This article was accepted for publication as part of eLife's original publishing model.

History

Version of Record published October 25, 2019
Accepted Manuscript published October 22, 2019
Accepted October 15, 2019
Received April 10, 2019

Decision letter

Ben Cooper

Reviewing Editor; Mahidol Oxford Tropical Medicine Research Unit, Thailand
Neil M Ferguson

Senior Editor; Imperial College London, United Kingdom
Ben Cooper

Reviewer; Mahidol Oxford Tropical Medicine Research Unit, Thailand
Nick Ruktanonchai

Reviewer

In the interests of transparency, eLife includes the editorial decision letter and accompanying author responses. A lightly edited version of the letter sent to the authors after peer review is shown, indicating the most substantive concerns; minor comments are not usually included.

Thank you for submitting your article "Local human movement patterns and land use impact exposure to zoonotic malaria in Malaysian Borneo" for consideration by eLife. Your article has been reviewed by three peer reviewers, including Ben Cooper as the Reviewing Editor and Reviewer #1, and the evaluation has been overseen by Neil Ferguson as the Senior Editor. The following individual involved in review of your submission has agreed to reveal their identity: Nick Ruktanonchai (Reviewer #3).

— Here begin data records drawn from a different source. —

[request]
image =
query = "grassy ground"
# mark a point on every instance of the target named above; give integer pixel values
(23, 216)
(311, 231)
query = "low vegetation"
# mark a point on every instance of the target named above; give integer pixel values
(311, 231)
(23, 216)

The reviewers have discussed the reviews with one another and the Reviewing Editor has drafted this decision to help you prepare a revised submission.

Summary:

This study builds on previous work establishing environmental risk factors for human infections with the zoonotic malaria Plasmodium knowlesi and uses human movement data obtained by GPS tracking, spatiotemporal models of mosquito distribution, and spatial land use data to provide a new perspective on P. knowlesi transmission. The analysis predicts that more than 90% of infectious bites will occur in areas surrounding households at forest edges.

Essential revisions:

The reviewers were agreed that this work potentially represents a significant advance to the P. knowlesi literature. However, there were concerns that some aspects of the work were not clearly motivated, and considerable attention to both the Materials and methods and Results is needed to ensure the work is clearly described, accessible to a broad audience and repeatable. Specifically, the following three points were considered essential revisions:

1) Provide a null model for comparison to illustrate added value of data.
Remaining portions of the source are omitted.